VIEWING matters through the ancient but wise lens of Sun Tzu, President Obama surely knows: "The enlightened ruler is heedful, and the good general full of caution." He and his Pentagon have clearly demonstrated this given their reluctance to "go kinetic" in Libya. They were wise to look before leaping.
Given his assertion in last night's speech (Iraq was a costly blunder), Obama also understands that: "There has never been a protracted war from which a country has benefited." It's why he wants out of Afghanistan and will avoid getting bogged down in Qaddafi's Saharan sands.
Since we're not in the room, there's no real way of knowing if Team Obama understands that: "Strategy without tactics is the slowest route to victory. Tactics without strategy is the noise before defeat." On the latter, I worry a bit about the tactically-minded Hillary Clinton, a pol who is prone to put tactics before strategy. It is a core reason why she lost to Obama in 2008, and the source of my lingering discomfort with her. It lies in the secretary of state’s purview to devise grand strategy for the president, especially in regard to the volatile Middle East. Obama is rightly criticized for not having one (hence the ongoing kerfuffle over the so-called “Obama Doctrine”). The blame can largely be laid at Hillary’s feet. But I digress.

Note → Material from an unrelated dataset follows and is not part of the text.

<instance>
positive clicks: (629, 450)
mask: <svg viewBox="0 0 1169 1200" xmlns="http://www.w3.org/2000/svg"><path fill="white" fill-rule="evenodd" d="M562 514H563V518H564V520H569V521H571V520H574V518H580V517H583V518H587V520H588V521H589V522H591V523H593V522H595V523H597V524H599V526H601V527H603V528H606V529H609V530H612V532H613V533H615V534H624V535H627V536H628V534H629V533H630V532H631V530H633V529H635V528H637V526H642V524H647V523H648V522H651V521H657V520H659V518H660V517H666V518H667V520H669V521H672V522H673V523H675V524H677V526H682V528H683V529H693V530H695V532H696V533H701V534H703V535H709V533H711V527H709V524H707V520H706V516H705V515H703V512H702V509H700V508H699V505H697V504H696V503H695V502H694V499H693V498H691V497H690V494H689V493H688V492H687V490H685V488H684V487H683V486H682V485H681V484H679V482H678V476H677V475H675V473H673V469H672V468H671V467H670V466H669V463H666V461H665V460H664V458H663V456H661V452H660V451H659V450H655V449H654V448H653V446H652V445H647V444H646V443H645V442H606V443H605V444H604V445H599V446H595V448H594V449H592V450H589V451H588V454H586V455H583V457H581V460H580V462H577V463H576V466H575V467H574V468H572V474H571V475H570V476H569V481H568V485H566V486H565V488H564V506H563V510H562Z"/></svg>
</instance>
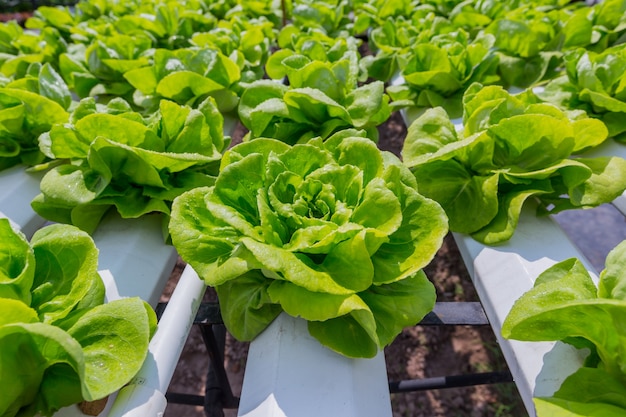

Since Obama is actively undermining Qaddaffi's critical supports (cutting off his money, crushing his army's will to fight, isolating his apparatchiks and political base), Obama appears to have embraced another crucial Tzu tenet: "What is of supreme importance in war is to attack the enemy's strategy." Qaddafi's strategy is to stay in power. Time, of course, will tell the true tale of whether these maxims were taken to heart. Success or failure may depend on it.